U.S. v. Fitch, 97-10607 (9-23-11) (Block, Sr. D.J., with N. Smith; dissent by Goodwin).
Can a court sentence for a murder proved by clear and convincing evidence when the convicted offenses were fraud and money laundering? Yes, holds the 9th. The defendant here fell in love with a Colombian woman, and followed her to England. There, they continued seeing one another. By the way, he marries another woman, who agrees to follow him to Nevada. Money is transferred, and a trailer park home purchased (we all have our dreams). She and defendant go on a trip, and she is never seen again. Her money starts disappearing, family and friends do not hear from her, and even the bank starts calling. The defendant then steals an identity and marries his Colombian girlfriend. Prosecuted and convicted for numerous fraud offenses, he faces guidelines of 41 to 51 months. The court sentences him to 262 months. The 9th is troubled by the increase of sentence for an offense for which the defendant was not charged, much less convicted. The court found facts beyond clear and convincing and tied it to the fraud by stating that the murder provided the means for the fraud. The sentence was not at the top of the statutory max if all the counts ran consecutively nor was the sentence as long as murder. The 9th recognized that a court could consider all sorts of information, and so affirmed. There were no procedural errors, nor was the sentence substantively unreasonable. The 9th did seem uneasy, but deferred to the court. Goodwin, dissenting, argued that facts were found by the judge that increased the sentence and so ran afoul of the Sixth Amendment. This sentence went beyond because the murder was not charged, nor proved, and the sentence was for a crime for which he was not charged.
U.S. v. Rivera, No. 10-50313 (9-23-11) (Korman, Sr. D.J., with Noonan and Wardlaw).
The 9th held that petty thefts can be aggravated felonies for 1326 purposes because they act as recidivist enhancements that raise the sentence of theft to more than a year. Petty theft in the California code is not a generic theft, but a modified categorical approach. Looking at the charging document, plea, and judgment, supports such a finding.
Orel wits v. Sisto, No. 09-16142 (9-22-11) (Graber with Bea; O'Scannlain concurring).
The district court ordered the state to conduct a new parole hearing. The warden appealed. Maybe the court erred in ordering the hearing; after all, the Supremes in Swarthout subsequently held that the analysis was whether some due process was followed, not the decision itself. However, the ordering of a new hearing is not a release of the petitioner. Hence, it is not a final order. There were other claims unresolved. The appeal, therefore, was dismissed for lack of jurisdiction. O'Scannlain argues that the lack of jurisdiction should be characterized as mootness in light of the fact that the hearing was held, and the petitioner received relief. O'Scannlain worries that a state could not appeal an erroneous order that stops short of ordering release.
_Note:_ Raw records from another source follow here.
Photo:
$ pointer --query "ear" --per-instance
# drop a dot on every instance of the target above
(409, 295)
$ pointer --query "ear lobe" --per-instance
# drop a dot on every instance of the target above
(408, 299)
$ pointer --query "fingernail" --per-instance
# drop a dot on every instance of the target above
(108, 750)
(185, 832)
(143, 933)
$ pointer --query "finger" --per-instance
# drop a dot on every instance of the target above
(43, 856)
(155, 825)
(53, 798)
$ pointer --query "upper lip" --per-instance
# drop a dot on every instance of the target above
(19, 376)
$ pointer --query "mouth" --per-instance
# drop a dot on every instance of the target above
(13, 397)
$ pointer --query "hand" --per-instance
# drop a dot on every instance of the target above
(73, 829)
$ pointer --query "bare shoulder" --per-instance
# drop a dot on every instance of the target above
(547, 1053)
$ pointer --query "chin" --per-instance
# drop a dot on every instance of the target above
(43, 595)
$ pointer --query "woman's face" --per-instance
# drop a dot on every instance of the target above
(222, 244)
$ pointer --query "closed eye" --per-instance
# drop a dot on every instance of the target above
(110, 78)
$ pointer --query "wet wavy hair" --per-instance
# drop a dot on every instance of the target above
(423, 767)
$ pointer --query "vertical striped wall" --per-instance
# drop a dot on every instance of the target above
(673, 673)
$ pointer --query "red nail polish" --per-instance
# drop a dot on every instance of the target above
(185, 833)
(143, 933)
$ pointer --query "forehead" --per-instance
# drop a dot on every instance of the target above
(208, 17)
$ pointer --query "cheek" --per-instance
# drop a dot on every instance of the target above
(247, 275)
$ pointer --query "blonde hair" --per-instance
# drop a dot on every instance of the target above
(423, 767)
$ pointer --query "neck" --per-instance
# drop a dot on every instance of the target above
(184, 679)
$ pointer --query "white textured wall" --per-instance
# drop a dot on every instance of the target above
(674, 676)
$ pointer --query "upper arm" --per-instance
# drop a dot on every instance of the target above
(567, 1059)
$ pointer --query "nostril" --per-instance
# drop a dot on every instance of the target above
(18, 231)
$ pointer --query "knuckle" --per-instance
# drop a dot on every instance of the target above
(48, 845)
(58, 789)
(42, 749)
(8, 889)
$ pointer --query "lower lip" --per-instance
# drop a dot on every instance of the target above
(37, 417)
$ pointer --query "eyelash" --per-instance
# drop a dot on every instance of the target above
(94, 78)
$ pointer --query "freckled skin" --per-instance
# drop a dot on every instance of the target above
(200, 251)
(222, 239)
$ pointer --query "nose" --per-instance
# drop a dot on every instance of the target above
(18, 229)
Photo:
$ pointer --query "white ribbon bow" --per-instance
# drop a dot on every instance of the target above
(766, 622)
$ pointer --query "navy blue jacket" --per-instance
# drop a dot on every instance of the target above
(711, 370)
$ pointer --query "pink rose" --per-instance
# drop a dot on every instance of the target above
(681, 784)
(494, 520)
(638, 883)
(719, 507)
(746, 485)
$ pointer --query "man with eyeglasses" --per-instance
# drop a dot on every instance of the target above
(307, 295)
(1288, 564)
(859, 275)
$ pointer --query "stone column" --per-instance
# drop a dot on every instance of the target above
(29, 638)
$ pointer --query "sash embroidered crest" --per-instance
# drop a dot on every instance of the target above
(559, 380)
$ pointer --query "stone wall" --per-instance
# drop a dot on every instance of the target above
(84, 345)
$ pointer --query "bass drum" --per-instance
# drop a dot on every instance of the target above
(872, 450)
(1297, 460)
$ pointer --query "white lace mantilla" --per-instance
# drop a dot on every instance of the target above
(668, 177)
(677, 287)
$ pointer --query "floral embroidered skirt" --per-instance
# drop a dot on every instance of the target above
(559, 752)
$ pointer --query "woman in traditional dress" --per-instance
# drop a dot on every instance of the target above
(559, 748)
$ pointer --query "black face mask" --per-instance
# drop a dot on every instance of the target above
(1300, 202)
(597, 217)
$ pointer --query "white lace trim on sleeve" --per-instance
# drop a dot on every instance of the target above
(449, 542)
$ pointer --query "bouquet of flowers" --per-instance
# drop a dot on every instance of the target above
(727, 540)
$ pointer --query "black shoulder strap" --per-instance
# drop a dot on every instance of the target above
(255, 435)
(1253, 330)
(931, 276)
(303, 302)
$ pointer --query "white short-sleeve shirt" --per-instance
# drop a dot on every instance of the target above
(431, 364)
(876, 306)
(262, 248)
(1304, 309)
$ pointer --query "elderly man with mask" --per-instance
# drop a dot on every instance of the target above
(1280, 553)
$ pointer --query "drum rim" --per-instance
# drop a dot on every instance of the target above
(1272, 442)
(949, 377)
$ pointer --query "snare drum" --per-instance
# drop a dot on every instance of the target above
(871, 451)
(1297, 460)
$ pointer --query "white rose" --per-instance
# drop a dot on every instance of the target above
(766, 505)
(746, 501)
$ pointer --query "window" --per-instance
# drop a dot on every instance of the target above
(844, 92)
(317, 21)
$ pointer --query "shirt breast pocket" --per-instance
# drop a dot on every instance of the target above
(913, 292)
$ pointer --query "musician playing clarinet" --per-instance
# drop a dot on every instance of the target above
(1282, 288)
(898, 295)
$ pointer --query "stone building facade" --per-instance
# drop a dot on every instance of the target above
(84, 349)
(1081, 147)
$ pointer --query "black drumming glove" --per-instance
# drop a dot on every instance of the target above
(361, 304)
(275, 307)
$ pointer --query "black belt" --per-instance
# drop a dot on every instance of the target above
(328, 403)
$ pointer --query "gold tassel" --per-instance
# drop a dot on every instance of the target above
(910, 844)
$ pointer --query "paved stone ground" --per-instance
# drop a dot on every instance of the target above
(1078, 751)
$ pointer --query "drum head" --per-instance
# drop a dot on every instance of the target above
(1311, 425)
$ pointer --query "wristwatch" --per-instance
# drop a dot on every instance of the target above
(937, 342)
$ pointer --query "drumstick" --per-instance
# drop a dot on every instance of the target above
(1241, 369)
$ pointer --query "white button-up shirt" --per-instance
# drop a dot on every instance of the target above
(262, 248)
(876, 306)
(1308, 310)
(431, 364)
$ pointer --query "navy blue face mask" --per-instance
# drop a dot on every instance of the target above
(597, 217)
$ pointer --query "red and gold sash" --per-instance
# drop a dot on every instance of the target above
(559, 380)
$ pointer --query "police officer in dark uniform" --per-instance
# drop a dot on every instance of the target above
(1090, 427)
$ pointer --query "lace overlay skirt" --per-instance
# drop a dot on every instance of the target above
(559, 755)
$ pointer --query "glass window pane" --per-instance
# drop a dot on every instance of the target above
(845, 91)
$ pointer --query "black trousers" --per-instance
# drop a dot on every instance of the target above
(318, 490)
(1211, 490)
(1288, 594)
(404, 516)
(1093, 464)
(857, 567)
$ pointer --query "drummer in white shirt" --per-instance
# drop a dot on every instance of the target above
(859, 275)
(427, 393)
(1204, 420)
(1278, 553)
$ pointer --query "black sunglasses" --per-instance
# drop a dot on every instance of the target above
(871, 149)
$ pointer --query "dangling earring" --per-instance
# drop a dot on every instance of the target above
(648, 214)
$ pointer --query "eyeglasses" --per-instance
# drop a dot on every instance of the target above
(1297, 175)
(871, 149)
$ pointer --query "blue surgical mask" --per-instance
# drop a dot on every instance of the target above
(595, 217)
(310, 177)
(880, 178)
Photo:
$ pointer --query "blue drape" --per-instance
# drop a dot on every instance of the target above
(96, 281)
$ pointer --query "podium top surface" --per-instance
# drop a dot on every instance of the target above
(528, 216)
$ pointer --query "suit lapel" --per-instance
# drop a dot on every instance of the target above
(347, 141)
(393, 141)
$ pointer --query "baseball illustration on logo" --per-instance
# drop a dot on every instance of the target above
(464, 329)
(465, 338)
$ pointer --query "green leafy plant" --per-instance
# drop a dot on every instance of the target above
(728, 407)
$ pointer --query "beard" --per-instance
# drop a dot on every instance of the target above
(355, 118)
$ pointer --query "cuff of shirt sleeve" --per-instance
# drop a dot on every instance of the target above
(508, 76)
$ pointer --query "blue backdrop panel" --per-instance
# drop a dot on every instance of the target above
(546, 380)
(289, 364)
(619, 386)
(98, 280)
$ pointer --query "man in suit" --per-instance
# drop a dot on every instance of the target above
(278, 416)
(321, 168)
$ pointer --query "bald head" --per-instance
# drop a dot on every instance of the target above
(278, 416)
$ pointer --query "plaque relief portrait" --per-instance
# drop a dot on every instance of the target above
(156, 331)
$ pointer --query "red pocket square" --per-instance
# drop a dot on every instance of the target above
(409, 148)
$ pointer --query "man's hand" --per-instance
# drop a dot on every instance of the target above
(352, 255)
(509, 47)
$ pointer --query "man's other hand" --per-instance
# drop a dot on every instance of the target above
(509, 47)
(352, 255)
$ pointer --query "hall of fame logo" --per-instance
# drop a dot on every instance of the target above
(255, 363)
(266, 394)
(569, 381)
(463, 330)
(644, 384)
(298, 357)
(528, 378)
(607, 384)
U.S. v. Baker, No. 10-10223 (9-20-11) (Graber with Silverman and Lynn, D.J.).
The 9th affirms the sentence on a misdemeanor possession conviction (a lesser included), and the condition of suspicionless searches, but reverses the condition for DNA collection. The district court exceeded its statutory authority in ordering it. In a concurrence, Graber notes the distinction in treatment of defendants on parole and probation. Defendants on probation have slightly greater expectations of privacy than parolees. The Supremes recognize this but the 9th continues to treat the two sentences the same. A probationer may not be subject to a suspicionless search as would a parolee under Knights. Grabber calls for an en banc to recognize the distinction.
U.S. v. Dugan, No. 08-10579 (9-20-11) (Graber with O'Scannlain and Bea).
The 9th rejects a Second Amendment challenge under Heller to the offense prohibiting an unlawful user or addict of controlled substances from possessing a firearm under 922(g)(3).